La segunda muestra de cariño la vivió en carne propia en su visita a la cancha con el buzo de Tiro Federal de Rosario. Aquella tarde de miércoles, con Diego Maradona en el palco, la hinchada que había insultado al ídolo de Chacarita con la camiseta del Funebrero, esta vez lo ovacionó:”Olé, olé, olé, Flaco, Flaco…”.
A partir de ese día, su nombre y el de Boca quedarían inevitablemente vinculados, a punto tal de que, hasta antes de la pandemia, Vivaldo atajó en el equipo senior del club.
Arquero de área grande. De los que van al frente sin esperar que el delantero haga para luego ellos responder. Jugaba como queriendo escapar de los palos, como si alejarse del arco fuera una manera de ahuyentar los goles contrarios. El Flaco Vivaldo no se tiraba: volaba. Se arrodillaba en los mano a mano haciendo “La De Dios”. “Yo fui arquero por el Loco Gatti. Todavía hablo del Loco y me emociono”.

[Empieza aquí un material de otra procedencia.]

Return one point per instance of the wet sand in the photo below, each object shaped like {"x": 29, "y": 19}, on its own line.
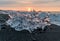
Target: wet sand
{"x": 51, "y": 34}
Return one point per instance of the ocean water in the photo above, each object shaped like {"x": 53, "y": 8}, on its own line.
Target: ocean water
{"x": 31, "y": 21}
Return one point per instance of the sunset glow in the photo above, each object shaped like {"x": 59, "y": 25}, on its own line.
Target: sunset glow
{"x": 28, "y": 5}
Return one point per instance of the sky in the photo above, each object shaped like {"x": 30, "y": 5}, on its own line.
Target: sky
{"x": 43, "y": 5}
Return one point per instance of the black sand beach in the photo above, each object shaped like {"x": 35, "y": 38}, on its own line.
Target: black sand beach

El segundo paso de su carrera, y el más exitoso, fue en Olimpo, a donde llegó por pedido del DT Julio Falcioni. Supo tener por delante a una de las defensas más temidas del fútbol argentino: Laspada y “Satanás” Páez. Y declarar, por ejemplo: “Hacer un gol en el Carminatti era más difícil que encender un cigarrillo con el viento bahiense a pleno”.
Contemporáneo de grandes arqueros, Vivaldo es de los más recordados de su tiempo. Como un eco del pasado, se hizo a imagen y semejanza de Hugo Orlando Gatti. Vincha y pelo largo. Arqueros pirotécnicos. Artistas de los tres palos.